As in other walks of life, there is no substitute for real experience. However, an equally important fact of life is that in a time of shortage, there is a great need that has to be fulfilled from outside the industry, stated Dr Mick Jackson, Director of Skills Development. Skills for Logistics Experience Booster gives companies the chance to minimise the risk implicit in recruiting raw talent by selecting as few or as many of its nine modules as they require in order to ensure that their staff hit the ground running and meet appropriate competency levels.
The Experience Booster consists of the following nine units providing a pick and mix of proxy for real industry experience.
1. Licence acquisition
2. Basic Skills Certification
3. Driving Goods Vehicles Vocational Qualification
4. SAFED (the Department for Transports Safe and Fuel Efficient Driving programme)
5. Customer Service
6. Working in the UK
7. Industry Knowledge
8. Site Health & Safety
9. Employees rights and responsibilities
The first three are based on the Logistics Skills Award - a successful existing Skills for Logistics initiative. The other six modules have been added in response to requests from potential employers of newly qualified drivers. Many of the modules can be delivered before the potential employee has a single driving lesson providing them with an accurate idea of what a driving career entails. This is expected to reduce subsequent drop-out rates.

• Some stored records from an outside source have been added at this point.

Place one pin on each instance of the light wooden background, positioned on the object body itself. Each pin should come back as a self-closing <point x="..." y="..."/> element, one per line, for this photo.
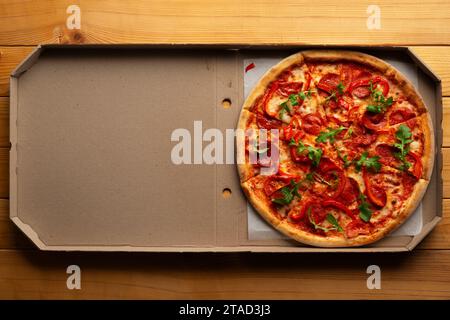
<point x="28" y="273"/>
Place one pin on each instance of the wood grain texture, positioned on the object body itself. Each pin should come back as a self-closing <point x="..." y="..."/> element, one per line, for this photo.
<point x="439" y="238"/>
<point x="10" y="57"/>
<point x="12" y="238"/>
<point x="28" y="273"/>
<point x="437" y="58"/>
<point x="227" y="21"/>
<point x="4" y="173"/>
<point x="4" y="122"/>
<point x="40" y="275"/>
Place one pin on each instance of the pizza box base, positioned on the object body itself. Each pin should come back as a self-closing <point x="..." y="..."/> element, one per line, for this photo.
<point x="90" y="159"/>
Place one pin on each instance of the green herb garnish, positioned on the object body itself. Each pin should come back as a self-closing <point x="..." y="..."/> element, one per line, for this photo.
<point x="288" y="193"/>
<point x="314" y="154"/>
<point x="381" y="103"/>
<point x="403" y="135"/>
<point x="341" y="88"/>
<point x="330" y="135"/>
<point x="284" y="108"/>
<point x="370" y="163"/>
<point x="330" y="218"/>
<point x="344" y="158"/>
<point x="364" y="212"/>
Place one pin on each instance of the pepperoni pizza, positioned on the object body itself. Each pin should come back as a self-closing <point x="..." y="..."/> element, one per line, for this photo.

By providing the SAFED module immediately after the successful test pass, industry is not allowing bad habits to creep in and ensures that drivers are provided with the knowledge to drive safely and efficiently from day one. Skills for Logistics is recommending that the SAFED training is carried out (where possible) on laden vehicles unlike the driving test. All of this adds valuably to the experience proxy.
A pilot project has been launched for ex MG Rover employees with 300 currently training to become LGV drivers. Skills for Logistics plans to introduce the scheme to additional industry employers in the near future.